Por eso decíamos en una anterior entrega que debe comenzar por esclarecer plenamente lo que pasó en Iguala y aplicar la ley: es decir, ofrendar verdad y justicia a las y los guerrerenses agobiados por un sistema de procuración y administración de justicia corrupto y enemigo de la sociedad.
Pero si de verdad su decisión irá más allá, entonces en coordinación con las autoridades federales deberá encausar a todos quienes resulten involucrados en el caso Iguala-Ayotzinapa, tanto por acción como por omisión. Y ello implica conocer a ciencia cierta qué pasó con los 43 desaparecidos, quién escondió las evidencias, quién simuló la búsqueda de la verdad, qué autoridades locales o federales pecaron de omisión, quiénes fueron cómplices de la barbarie.

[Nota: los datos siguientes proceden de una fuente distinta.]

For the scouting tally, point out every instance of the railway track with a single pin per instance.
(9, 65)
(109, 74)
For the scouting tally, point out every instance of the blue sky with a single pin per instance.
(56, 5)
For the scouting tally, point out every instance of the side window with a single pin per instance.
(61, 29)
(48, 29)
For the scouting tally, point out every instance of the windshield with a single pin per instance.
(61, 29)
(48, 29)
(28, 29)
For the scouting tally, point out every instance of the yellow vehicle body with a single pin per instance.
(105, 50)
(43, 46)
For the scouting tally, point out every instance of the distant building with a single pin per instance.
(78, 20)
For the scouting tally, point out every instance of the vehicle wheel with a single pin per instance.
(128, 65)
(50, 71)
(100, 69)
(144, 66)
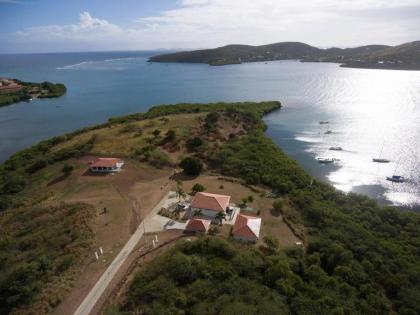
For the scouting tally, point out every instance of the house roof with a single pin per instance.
(105, 162)
(247, 226)
(213, 202)
(199, 225)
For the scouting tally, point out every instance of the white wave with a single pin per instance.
(102, 64)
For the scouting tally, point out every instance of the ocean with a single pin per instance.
(370, 113)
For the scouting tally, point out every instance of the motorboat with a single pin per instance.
(380, 160)
(396, 179)
(327, 160)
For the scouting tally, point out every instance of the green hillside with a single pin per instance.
(406, 56)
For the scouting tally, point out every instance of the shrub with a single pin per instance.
(191, 166)
(158, 158)
(193, 143)
(67, 169)
(278, 206)
(198, 188)
(14, 184)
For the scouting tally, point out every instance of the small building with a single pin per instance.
(198, 225)
(209, 205)
(106, 165)
(246, 228)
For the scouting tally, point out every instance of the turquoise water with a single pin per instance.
(367, 109)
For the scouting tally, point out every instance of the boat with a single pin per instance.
(396, 179)
(380, 160)
(327, 160)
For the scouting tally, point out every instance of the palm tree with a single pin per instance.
(221, 216)
(197, 212)
(180, 193)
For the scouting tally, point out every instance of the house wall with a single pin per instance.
(245, 239)
(204, 212)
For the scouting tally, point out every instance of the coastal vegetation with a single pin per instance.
(405, 56)
(358, 258)
(29, 90)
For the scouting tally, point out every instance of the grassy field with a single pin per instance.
(33, 179)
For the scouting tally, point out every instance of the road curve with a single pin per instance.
(96, 292)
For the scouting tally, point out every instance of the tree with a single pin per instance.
(194, 143)
(180, 193)
(197, 212)
(197, 188)
(191, 166)
(67, 169)
(278, 206)
(156, 133)
(271, 242)
(221, 215)
(170, 136)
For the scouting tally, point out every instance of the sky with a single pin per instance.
(94, 25)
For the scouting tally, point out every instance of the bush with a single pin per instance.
(67, 169)
(14, 184)
(191, 166)
(158, 158)
(193, 143)
(198, 188)
(278, 206)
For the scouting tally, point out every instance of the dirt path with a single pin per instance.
(96, 292)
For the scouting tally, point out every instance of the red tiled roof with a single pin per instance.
(247, 226)
(105, 162)
(211, 202)
(198, 225)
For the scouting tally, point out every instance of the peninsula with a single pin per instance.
(401, 57)
(69, 204)
(14, 91)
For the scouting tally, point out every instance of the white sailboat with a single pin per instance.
(396, 178)
(380, 159)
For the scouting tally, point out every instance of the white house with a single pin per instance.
(106, 165)
(209, 205)
(246, 228)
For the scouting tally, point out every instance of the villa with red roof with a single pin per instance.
(209, 205)
(246, 228)
(106, 165)
(198, 225)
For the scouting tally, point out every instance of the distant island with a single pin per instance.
(13, 90)
(401, 57)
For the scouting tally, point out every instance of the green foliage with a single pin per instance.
(278, 206)
(158, 158)
(198, 188)
(365, 250)
(37, 245)
(194, 143)
(192, 166)
(67, 169)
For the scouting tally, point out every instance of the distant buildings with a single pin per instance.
(198, 225)
(246, 228)
(106, 165)
(9, 86)
(209, 205)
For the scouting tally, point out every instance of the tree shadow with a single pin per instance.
(89, 173)
(181, 176)
(57, 180)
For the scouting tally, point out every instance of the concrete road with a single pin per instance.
(95, 293)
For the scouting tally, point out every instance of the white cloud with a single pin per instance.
(208, 23)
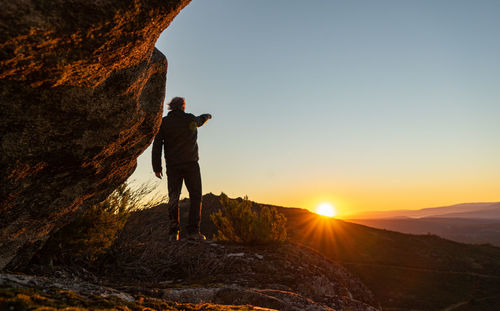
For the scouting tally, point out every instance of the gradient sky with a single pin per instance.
(369, 105)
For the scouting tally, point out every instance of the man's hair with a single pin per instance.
(176, 103)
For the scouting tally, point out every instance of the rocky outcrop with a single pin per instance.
(278, 276)
(81, 95)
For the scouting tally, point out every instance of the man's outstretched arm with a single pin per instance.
(202, 119)
(156, 153)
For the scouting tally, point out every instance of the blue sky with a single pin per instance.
(365, 104)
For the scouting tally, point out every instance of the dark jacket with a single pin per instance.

La justicia debe alcanzar a quienes asesinaron a Arturo Hernández Cardona y sus compañeros de la Unidad Popular de Iguala, lo que desencadenó la reacción homicida de la pareja Abarca-Pineda con las consecuencias por todos conocidas.
Pero también debe combatir la impunidad y la corrupción. Eso significa escudriñar en el fino hilo conductor entre los servidores públicos y el grupo delictivo que se hace llamar Guerreros Unidos, la banda criminal que mantiene el control de la mayor parte de la heroína que ingresa por toneladas a la Unión Americana, principal causal de violencia que desde hace años ha germinado en desolación, muerte, luto y dolor en todo el territorio guerrerense, no sólo en Iguala.
Esos criminales, lejos de estar desarticulados como sugería el discurso oficial, sólo se replegaron hacia una zona geográfica inaccesible para continuar con su jugoso negocio.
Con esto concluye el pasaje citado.